I’m here blogging live again from San Francisco International Airport. My plane isn’t here and I’m supposed to be in the air right now, but a lady has told me we will still make it to NYC on time. She is OBVIOUSLY A LIAR. That is what SFO is filled with: lies and tears. There’s also a Starbucks. There’s also a couple seriously necking in the corner. Pretty gross. Like dudes. Come on. I think he’s going to swallow her face, I’m a little worried.

In other news, I ate a burrito yesterday. I remember it like it was yesterday.

The wedding was great and now there’s one more to go and then I AM NEVER GOING TO ONE EVER AGAIN. Ok fine. I’m lying. But that’s what happens when you are at San Francisco International Airport. Lies. So many lies. I can’t take it anymore.

I am really looking forward to sitting on a plane riding in the bitch seat.
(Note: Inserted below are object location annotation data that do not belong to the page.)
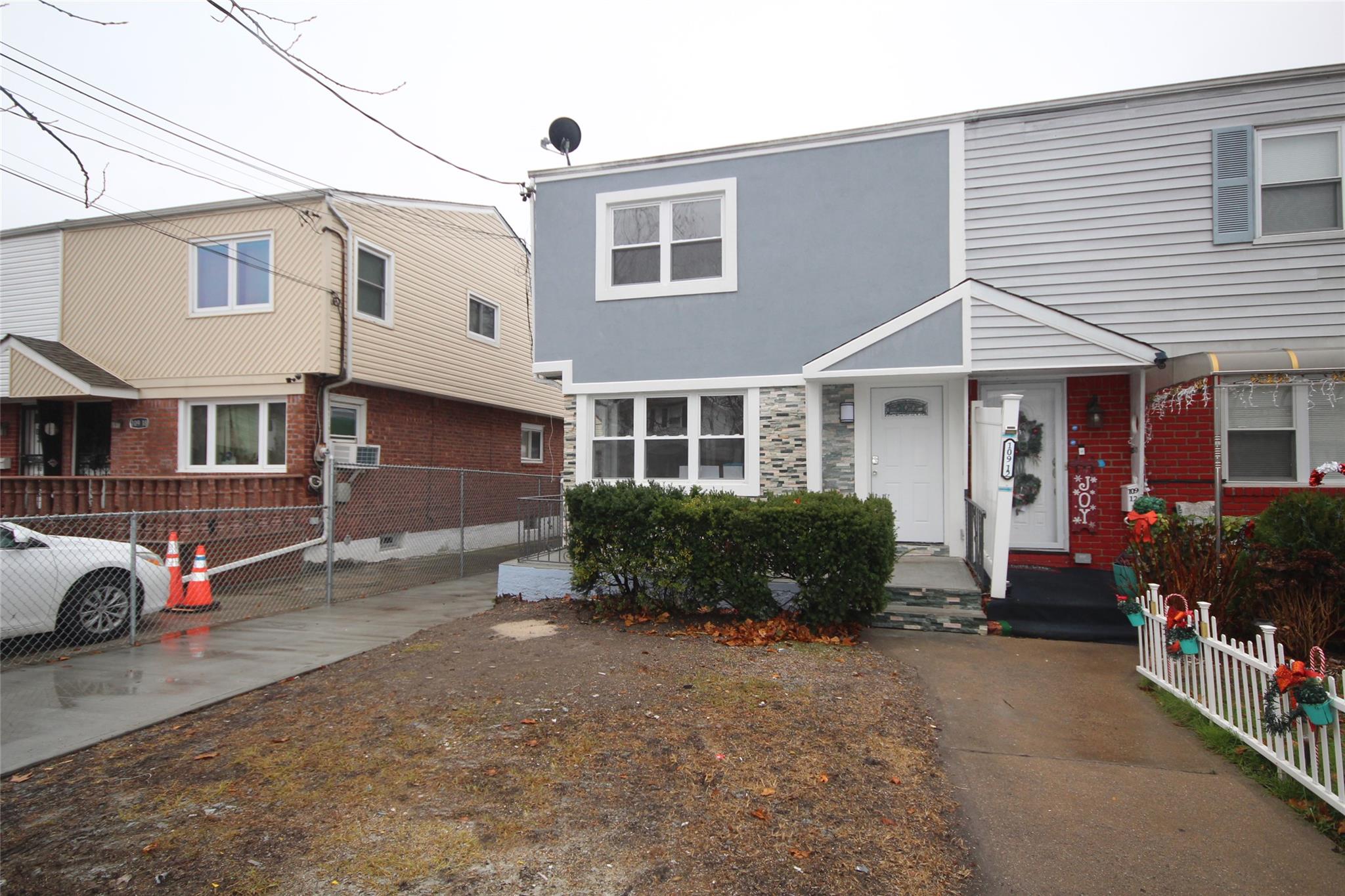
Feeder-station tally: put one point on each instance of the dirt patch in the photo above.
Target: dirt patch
(604, 759)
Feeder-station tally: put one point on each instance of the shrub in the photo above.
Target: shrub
(673, 550)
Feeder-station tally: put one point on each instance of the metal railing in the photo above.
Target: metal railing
(78, 582)
(977, 542)
(541, 528)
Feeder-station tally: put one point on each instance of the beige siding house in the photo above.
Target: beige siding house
(228, 339)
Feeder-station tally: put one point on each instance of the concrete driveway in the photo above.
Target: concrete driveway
(54, 708)
(1074, 781)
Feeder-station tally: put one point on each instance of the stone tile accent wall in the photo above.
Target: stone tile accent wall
(837, 440)
(568, 465)
(783, 440)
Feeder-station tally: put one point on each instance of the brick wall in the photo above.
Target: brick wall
(1180, 463)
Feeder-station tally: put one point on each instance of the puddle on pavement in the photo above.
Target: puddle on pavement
(525, 629)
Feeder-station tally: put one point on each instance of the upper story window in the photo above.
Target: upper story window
(1300, 181)
(1281, 433)
(232, 436)
(483, 319)
(667, 241)
(373, 284)
(232, 274)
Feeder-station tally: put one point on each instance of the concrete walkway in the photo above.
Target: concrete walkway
(1074, 781)
(55, 708)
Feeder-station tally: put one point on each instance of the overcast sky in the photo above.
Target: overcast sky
(483, 79)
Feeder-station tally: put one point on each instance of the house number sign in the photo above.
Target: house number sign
(1083, 496)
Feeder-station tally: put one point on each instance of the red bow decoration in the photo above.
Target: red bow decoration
(1142, 523)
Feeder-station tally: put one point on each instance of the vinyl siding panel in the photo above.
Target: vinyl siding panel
(439, 255)
(29, 379)
(30, 291)
(1106, 213)
(127, 304)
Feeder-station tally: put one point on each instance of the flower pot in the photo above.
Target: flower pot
(1320, 714)
(1128, 582)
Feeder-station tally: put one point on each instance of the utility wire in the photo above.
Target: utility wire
(260, 35)
(192, 241)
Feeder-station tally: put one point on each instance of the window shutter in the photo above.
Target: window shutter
(1235, 194)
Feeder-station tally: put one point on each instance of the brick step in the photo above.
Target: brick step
(916, 618)
(953, 598)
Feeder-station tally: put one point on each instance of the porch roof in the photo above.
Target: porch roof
(46, 368)
(978, 328)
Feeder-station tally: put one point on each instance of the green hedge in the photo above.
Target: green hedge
(673, 550)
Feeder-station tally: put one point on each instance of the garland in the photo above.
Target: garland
(1025, 485)
(1302, 685)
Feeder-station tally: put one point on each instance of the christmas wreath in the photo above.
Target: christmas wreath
(1308, 698)
(1180, 633)
(1025, 485)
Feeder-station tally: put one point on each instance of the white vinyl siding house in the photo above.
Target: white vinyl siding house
(1106, 211)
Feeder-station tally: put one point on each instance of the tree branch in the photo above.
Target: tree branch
(53, 135)
(79, 18)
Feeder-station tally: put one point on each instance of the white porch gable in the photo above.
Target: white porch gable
(975, 328)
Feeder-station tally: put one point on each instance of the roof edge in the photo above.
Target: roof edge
(894, 129)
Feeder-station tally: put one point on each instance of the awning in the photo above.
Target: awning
(46, 368)
(1275, 360)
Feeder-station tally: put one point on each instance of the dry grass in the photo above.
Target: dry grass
(595, 761)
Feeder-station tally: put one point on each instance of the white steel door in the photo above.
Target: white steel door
(907, 446)
(1039, 523)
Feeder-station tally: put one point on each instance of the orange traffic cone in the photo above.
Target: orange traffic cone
(198, 586)
(174, 563)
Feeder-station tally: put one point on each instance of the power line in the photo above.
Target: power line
(261, 38)
(269, 269)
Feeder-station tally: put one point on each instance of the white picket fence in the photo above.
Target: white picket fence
(1225, 681)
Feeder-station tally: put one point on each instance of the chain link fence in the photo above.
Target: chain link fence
(73, 584)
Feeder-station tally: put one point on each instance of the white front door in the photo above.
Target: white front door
(1038, 513)
(907, 436)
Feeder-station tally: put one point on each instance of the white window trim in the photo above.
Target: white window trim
(210, 467)
(541, 444)
(361, 406)
(232, 308)
(725, 188)
(475, 296)
(1302, 445)
(1262, 133)
(389, 270)
(748, 485)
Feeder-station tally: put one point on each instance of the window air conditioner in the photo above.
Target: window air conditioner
(354, 454)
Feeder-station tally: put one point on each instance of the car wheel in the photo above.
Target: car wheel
(99, 608)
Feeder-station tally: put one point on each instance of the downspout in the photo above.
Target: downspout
(347, 372)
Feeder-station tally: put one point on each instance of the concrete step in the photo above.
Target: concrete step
(917, 618)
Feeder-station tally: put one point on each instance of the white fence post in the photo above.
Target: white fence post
(1227, 681)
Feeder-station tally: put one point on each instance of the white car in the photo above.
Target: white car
(76, 587)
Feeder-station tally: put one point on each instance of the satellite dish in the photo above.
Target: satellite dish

For six hours.

Hint: that was another LIE!! I’m out of control!!! Oh dear god no!!!

2 Responses to “Deja Vu”

  1. jon:

    “That is what SFO is filled with: lies and tears.”

    WTF? Not Ghirardelli Chocolate and Boudin Sourdough Bread?

  2. lilgerman:

    Constant striving for improvement;it’s the way you are; it’s the way you were made.

    Take this afternoon, for example: Randall, the Twin Pines Trailer Ranch manager, comes by unexpectedly just as you’re arriving home with supplies from the Piggly Wiggly. “What’s with all the noise coming from Linda’s trailer? he asks pointedly. “They can hear that racket from way over there in Trailer Number 4. What in the world are you doing in there all day and night?”

    Of course, you have no intention of telling him that you’ve spent the last 3 days dismembering your girlfriend, Linda and forcing her piecewise down the Insinkerator. That would be giving away too much. “Linda’s dog has the mumps. It makes him howl real bad”, you explain, still cradling a grocery bag in each arm.

    Later, in the back of the patrol car, you learn that you’d made a grievous error with your explanation. Turns out that the Twin Pines Trailer Ranch Lease Agreement specifically prohibits the keeping of dogs anywhere within the limits of the park. Naturally, Linda had signed the lease long before you drifted into town and the Manager had insisted on inspecting the trailer, immediately, just like it says he can in the lease.

    It’s a bummer and you’re mad, sure, but you quickly forgive yourself. How could you have known? Yet, being the type that learns from his mistakes, as soon as you can get your hands free, you’ll insert a “Review Miscellaneous Contracts” line in your checklist.

    “Better ev’ry day in ev’ry way”, is your motto!